Many of us last year were especially pleased to see the position of women and girls explicitly recognized in the global goals. We know that for every year of education a girl completes, her future income increases by more than 10 percent. We also know that women’s income is more likely to be invested in the wellbeing of future generations. Yet, by the end of 2015, fewer than half of the world’s countries had achieved gender parity in secondary school enrolment, with one in five adolescent girls out of school.
The global development goals offer an opportunity to transform the lives of millions across the world. But without much greater urgency, it is likely that chance will be missed. An analysis by the Overseas Development Institute of the goals, looking at one key target per goal, shows that, without a global push to accelerate change, not one of those targets will be met by 2030.
For most, we won’t even get halfway there, and for five of them, the current trends are moving in the wrong direction entirely.
One area where current trends promise little to no progress is ending child marriage, a violation that denies 15 million girls their childhood and the opportunity to reach their full potential. At current rates, according to the ODI’s analysis, child marriages will not be eliminated until 2080. If we’re going to meet the target by 2030, we will need to accelerate progress eightfold.
If we fail, we not only abandon millions of girls today, but we betray millions more tomorrow. Failure to end child marriage will make it impossible to achieve the target on educational participation, which will in turn undermine our ability to reduce income inequality in the poorest countries. Unless we pursue vigorously all of the targets we have set for ourselves, we risk missing many more: How can we hope to secure universal secondary education when a young girl in South Sudan is three times more likely to die in pregnancy or childbirth than to complete eighth grade?
Yet, despite the challenges, I remain optimistic about our capacity to achieve real progress. It is not yet too late, even though the clock is ticking. Change happens when the world rises up against injustice, when we come together to demand action. Through Plan International’s “Because I am a Girl” initiative, we have helped to create a movement that values and promotes girls’ rights; those aims are reflected in the global development goals. But we need now to see governments take concrete steps to turn their words into action.
There is no time to waste. At Plan International we see all too clearly the appalling reality of millions of girls’ lives. Governments need now to establish clear plans for overcoming the specific barriers they face in meeting the global development goals; realistic programs, properly resourced, that can meet the challenge. Civil society needs to help design and deliver practical action — action that responds to the lived experience of girls around the world — and to build new coalitions that give girls the confidence and skills to make change for themselves.

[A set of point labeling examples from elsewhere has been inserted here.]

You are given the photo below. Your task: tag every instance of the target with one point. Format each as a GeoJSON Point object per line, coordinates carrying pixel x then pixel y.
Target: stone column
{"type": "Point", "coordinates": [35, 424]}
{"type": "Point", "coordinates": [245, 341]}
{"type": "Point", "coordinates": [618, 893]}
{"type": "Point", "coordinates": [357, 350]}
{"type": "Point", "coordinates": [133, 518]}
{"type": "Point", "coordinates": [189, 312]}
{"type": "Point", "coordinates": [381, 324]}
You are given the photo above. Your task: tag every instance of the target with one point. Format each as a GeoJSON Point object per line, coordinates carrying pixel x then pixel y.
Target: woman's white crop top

But we also need to stay angry. The global goals should make us more impatient for change, not less. We should be ready to shine a light on the progress made by institutions and governments, and to highlight delays and half-measures. Critically, we all can stand in solidarity with those incredible young people who challenge the discrimination and disadvantage they face, often at significant personal risk.
Rightly, we have set ourselves demanding targets and given ourselves just a few years in which to achieve them. Our ambition demands an ambitious response: from national governments, from civil society and from supranational bodies, not least the U.N. For every day’s inaction, the scale of the challenge gets larger. Time is not a luxury to be frittered away — 2030 will be with us sooner than we think.